Monday, December 17, 2018

Inborn Love of Freedom

In a conversation earlier today, a friend posited the idea that wanting freedom might be an inborn trait. His story was about the Reivers, a border people between Scotland and England, mainly from around the 1300s for several centuries, who were among his ancestors. These people didn’t like being beholden to distant monarchs—who often used them, one against the other, in border disputes. Instead, these people claimed the right to rule themselves.

The painting "Auld Wat of Harden" by Tom Scott
image from Wikipedia

And later, a number of their posterity—including my friend’s ancestors—came to America seeking freedom. As he tells it, about half the warriors in the Revolutionary War were of Scottish heritage, many from this border area of the Reivers. So they naturally understood and wanted freedom--and maybe those who came from them do too.

I hadn’t heard this little bit of history before, so I came home and looked them up on Wikipedia.  Sometimes referred to as Border Reivers, they were a somewhat unruly bunch. Some monarchs encouraged and supported them; others tightened rules on them.

Either way, the term reivers means raiders; they raided and stole cattle and other property wherever they felt entitled or thought they could get away with it. But there had to be some order, so they set up their own laws, called March law or Border law. These were tribal people, divided by family, or clan—the terms family and clan were used interchangeably until around the 19th Century when convention gave to term clan to Highlanders and family to Lowlanders. Every clan, or family, was represented by a chief, or warden. They felt family loyalty much more strongly than they felt loyalty to king or country.

19th-Century print of "Reivers at Gilnockie Tower"
image from Wikipedia

My friend had mentioned that many family names of our Revolutionary War fighters show up again and again, such as Armstrong—as in astronaut Neil Armstrong.
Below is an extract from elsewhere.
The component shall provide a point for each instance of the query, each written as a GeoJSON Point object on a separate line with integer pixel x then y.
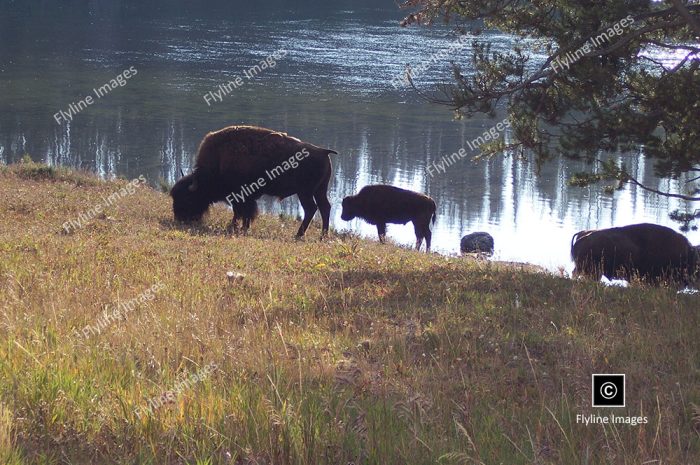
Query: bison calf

So I looked up some of the names. Here’s a partial list.


I’ve known people by most of these surnames. My own heritage is well over 50% Scandinavian, but the next biggest portion is probably Scottish. I didn’t find my direct line there, however. Still, if I did, I’d feel like it partially explains the seemingly inborn drive for freedom I have.

Back in 2003, George W. Bush gave a speech about believing all people long to be free and rule themselves. And it rang true to me. Seeing circumstances play out, however, it looks as though many people in the world value other things—power, status, security, ethnic loyalty—more than they value freedom. I don’t know if it’s because they aren’t accustomed to it, or aware of what it feels like or how it must be tied to personal responsibility. How could a person prefer to have someone else rule them, to make decisions about their life, and how they’ll spend it—and how they’ll spend the fruits of their labors? Aren’t there “huddled masses yearning to breathe free”?
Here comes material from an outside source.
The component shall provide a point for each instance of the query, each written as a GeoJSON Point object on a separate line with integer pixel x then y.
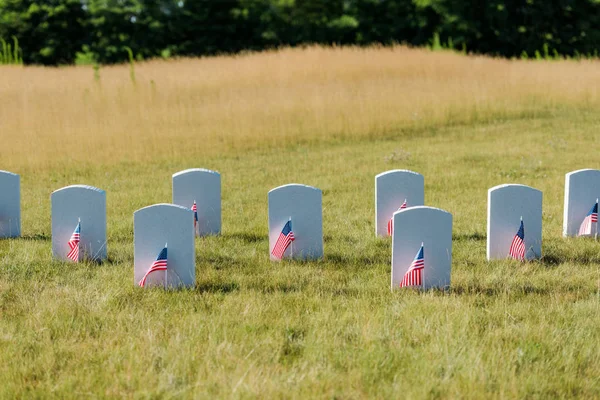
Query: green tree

I know far more about what I am good at, what I want to do with my life, and how I want to spend my money than anyone else—let alone a faraway bureaucrat who hasn’t even met me. That seems so self-evident to me that I’m puzzled when it isn’t obvious to others.
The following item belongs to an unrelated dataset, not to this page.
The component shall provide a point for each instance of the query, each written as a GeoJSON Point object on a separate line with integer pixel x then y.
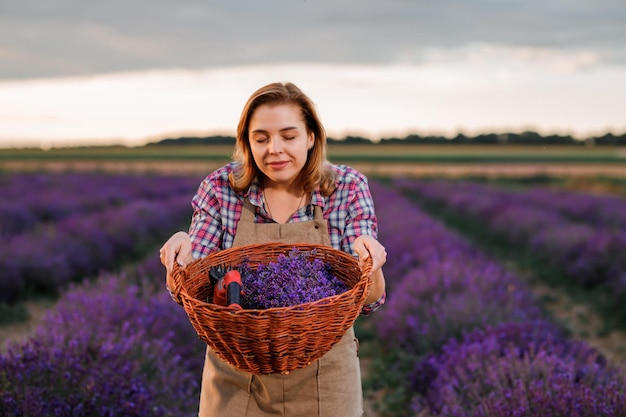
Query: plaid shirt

But maybe there are two types of people:

·         Those who want freedom to ________________.
·         Those who want freedom from ______________.
The first want freedom to do, to live, to spend, to decide. Those are the real freedom lovers. And maybe it is inborn; I’m exploring that as at least an influence. There may be some credence to it. Malcolm Gladwell has a chapter (chapter 6) in his book Outliers on people from honor societies—and how they behave even centuries after being taken out of that milieu. There’s good and bad about them. And J. D. Vance talks about the Scottish heritage people who settled in middle America, often in Rust Belt states, mentioning some of the same good and bad. But along with whatever else, there’s a stubborn independent streak. The Trump campaign understood and tapped into that worldview.

And then there are those who want “freedom” from want, from worry, from risk, from hunger, from need. And those are the ones who look to some ever-present nanny-type entity, such as a monarch, a dictator, an expert, to govern and decide in such a way that they don’t have to think about it or worry about how to solve their own problems.

This second type are the ones falling prey to the socialists—who are offering free stuff. Relief from worry about healthcare costs, or education costs, or getting a job, or consequences from bad choices.
Where do these people, of this non-freedom-loving type, come from? Is the lack of longing for freedom inborn in them? Or do they develop that out of fear and occasional failure? I don’t know. When they show up in Texas, we don’t look at their family name so much as where they came from—and we can probably see them coming from California, New York, Washington, DC, or some other enclave of socialistic tyranny.

My guess is that there is some nature and nurture involved in the love of freedom and independence. Even among those who have it, it can be lost—by losing hope, and giving in to fear, self-pity, and indulgence. But I also think it can be gained by people who experience the misery of being controlled and find that they do indeed “yearn to breathe free.”

I would rather we awaken people to their longing for freedom without all of us having to go through the deprivation of it that socialism makes inevitable to every people who give in to it.